Sources are what GraphQL::Dataloader
uses to fetch data from external services.
Sources are classes that inherit from GraphQL::Dataloader::Source
. A Source must implement def fetch(keys)
to return a list of objects, one for each of the given keys. A source may implement def initialize(...)
to accept other batching parameters.
Sources will receive two kinds of inputs from GraphQL::Dataloader
:
keys, which correspond to objects requested by the application.
Keys are passed to def fetch(keys)
, which must return an object (or nil
) for each of keys
, in the same order as keys
.
Under the hood, each Source instance maintains a key => object
cache.
batch parameters, which are the basis of batched groups. For example, if you’re loading records from different database tables, the table name would be a batch parameter.
Batch parameters are given to dataloader.with(source_class, *batch_parameters)
, and the default is no batch parameters. When you define a source, you should add the batch parameters to def initialize(...)
and store them in instance variables.
(dataloader.with(source_class, *batch_parameters)
returns an instance of source_class
with the given batch parameters – but it might be an instance which was cached by dataloader
.)
Additionally, batch parameters are used to de-duplicate Source initializations during a query run. .with(...)
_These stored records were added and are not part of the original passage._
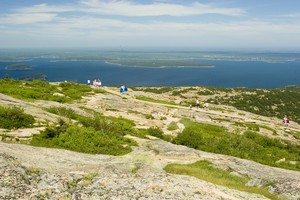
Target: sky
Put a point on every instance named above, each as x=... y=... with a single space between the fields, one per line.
x=198 y=24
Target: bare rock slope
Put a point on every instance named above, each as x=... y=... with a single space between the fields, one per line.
x=40 y=173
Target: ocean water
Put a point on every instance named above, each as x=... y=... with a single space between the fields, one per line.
x=251 y=74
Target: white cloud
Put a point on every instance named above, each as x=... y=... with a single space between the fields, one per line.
x=45 y=8
x=23 y=18
x=129 y=8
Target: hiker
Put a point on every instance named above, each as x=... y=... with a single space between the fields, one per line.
x=205 y=106
x=123 y=89
x=286 y=121
x=197 y=104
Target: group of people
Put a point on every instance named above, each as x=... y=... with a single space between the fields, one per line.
x=286 y=121
x=123 y=89
x=96 y=83
x=205 y=105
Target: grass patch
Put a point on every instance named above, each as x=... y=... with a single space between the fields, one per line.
x=83 y=139
x=205 y=171
x=14 y=118
x=172 y=126
x=143 y=98
x=250 y=126
x=250 y=145
x=63 y=112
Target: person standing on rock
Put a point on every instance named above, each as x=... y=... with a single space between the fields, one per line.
x=286 y=121
x=197 y=104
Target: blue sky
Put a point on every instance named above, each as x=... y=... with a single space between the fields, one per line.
x=200 y=24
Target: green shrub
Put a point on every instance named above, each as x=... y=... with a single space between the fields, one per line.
x=63 y=112
x=205 y=171
x=74 y=91
x=14 y=117
x=172 y=126
x=83 y=139
x=251 y=145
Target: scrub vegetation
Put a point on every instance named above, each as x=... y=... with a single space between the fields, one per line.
x=204 y=170
x=249 y=145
calls that have the same batch parameters will use the same Source instance under the hood. To customize how Sources are de-duplicated, see GraphQL::Dataloader::Source.batch_key_for
.
The simplest source might fetch values based on their keys. For example:
# app/graphql/sources/redis_string.rb
class Sources::RedisString < GraphQL::Dataloader::Source
REDIS = Redis.new
def fetch(keys)
# Redis's `mget` will return a value for each key with a `nil` for any not-found key.
REDIS.mget(*keys)
end
end
This loader could be used in GraphQL like this:
some_string = dataloader.with(Sources::RedisString).load("some_key")
Calls to .load(key)
will be batched, and when GraphQL::Dataloader
can’t go any further, it will dispatch a call to def fetch(keys)
above.
To fetch ActiveRecord objects by ID, the source should also accept the model class as a batching parameter. For example:
# app/graphql/sources/active_record_object.rb
class Sources::ActiveRecordObject < GraphQL::Dataloader::Source
def initialize(model_class)
@model_class = model_class
end
def fetch(ids)
records = @model_class.where(id: ids)
# return a list with `nil` for any ID that wasn't found
ids.map { |id| records.find { |r| r.id == id.to_i } }
end
end
This source could be used for any model_class
, for example:
author = dataloader.with(Sources::ActiveRecordObject, ::User).load(1)
post = dataloader.with(Sources::ActiveRecordObject, ::Post).load(1)
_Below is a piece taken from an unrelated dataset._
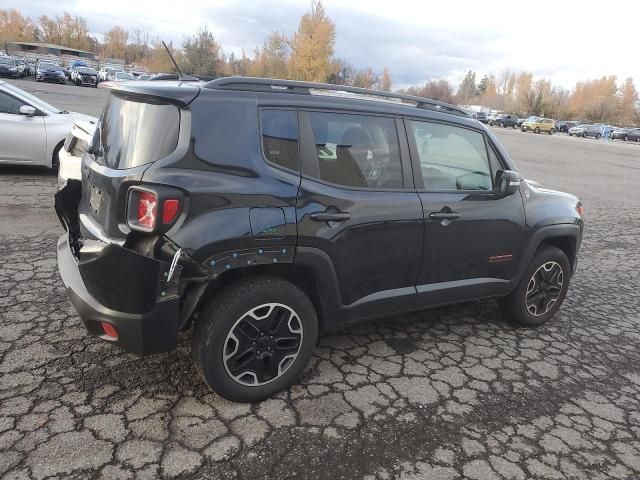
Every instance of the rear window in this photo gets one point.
(134, 133)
Besides fetching objects, Sources can return values from batched calculations. For example, a system could batch up checks for who a user follows:
# for a given user, batch checks to see whether this user follows another user.
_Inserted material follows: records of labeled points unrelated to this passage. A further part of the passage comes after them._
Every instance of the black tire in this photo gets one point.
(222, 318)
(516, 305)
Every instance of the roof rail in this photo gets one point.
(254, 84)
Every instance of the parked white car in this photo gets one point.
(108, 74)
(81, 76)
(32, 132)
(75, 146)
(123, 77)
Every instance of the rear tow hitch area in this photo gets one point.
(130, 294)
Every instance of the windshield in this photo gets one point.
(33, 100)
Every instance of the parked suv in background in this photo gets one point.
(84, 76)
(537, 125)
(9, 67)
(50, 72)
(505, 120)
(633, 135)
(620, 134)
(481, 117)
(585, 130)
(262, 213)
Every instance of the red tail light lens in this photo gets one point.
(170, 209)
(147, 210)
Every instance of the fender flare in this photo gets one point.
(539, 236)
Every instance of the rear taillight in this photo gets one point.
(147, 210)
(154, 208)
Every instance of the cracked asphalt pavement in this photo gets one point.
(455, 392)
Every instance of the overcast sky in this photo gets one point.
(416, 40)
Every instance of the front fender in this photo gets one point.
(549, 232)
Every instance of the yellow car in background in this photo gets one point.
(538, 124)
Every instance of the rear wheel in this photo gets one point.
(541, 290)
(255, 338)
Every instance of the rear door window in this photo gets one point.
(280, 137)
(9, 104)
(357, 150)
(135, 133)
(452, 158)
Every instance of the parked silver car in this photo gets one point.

# (The default `user.followings.where(followed_user_id: followed).exists?` would cause N+1 queries.)
class Sources::UserFollowingExists < GraphQL::Dataloader::Source
def initialize(user)
@user = user
end
def fetch(handles)
# Prepare a `SELECT id FROM users WHERE handle IN(...)` statement
user_ids = ::User.where(handle: handles).select(:id)
# And use it to filter this user's followings:
followings = @user.followings.where(followed_user_id: user_ids)
# Now, for followings that _actually_ hit a user, get the handles for those users:
followed_users = ::User.where(id: followings.select(:followed_user_id))
# Finally, return a result set, with one entry (true or false) for each of the given `handles`
handles.map { |h| !!followed_users.find { |u| u.handle == h }}
end
end
It could be used like this:
is_following = dataloader.with(Sources::UserFollowingExists, context[:viewer]).load(handle)
After all requests were batched, #fetch
will return a Boolean result to is_following
.
Inside Source#fetch(keys)
, you can call dataloader.yield
to return control to the Dataloader. This way, it will proceed loading other Sources (if there are any), then return the source that yielded.
A simple example, spinning up a new Thread:
def fetch(keys)
# spin up some work in a background thread
thread = Thread.new {
fetch_external_data(keys)
}
# return control to the dataloader
dataloader.yield
# at this point,
# the dataloader has tried everything else and come back to this source,
# so block if necessary:
thread.value
end
See the parallelism guide for details about this approach.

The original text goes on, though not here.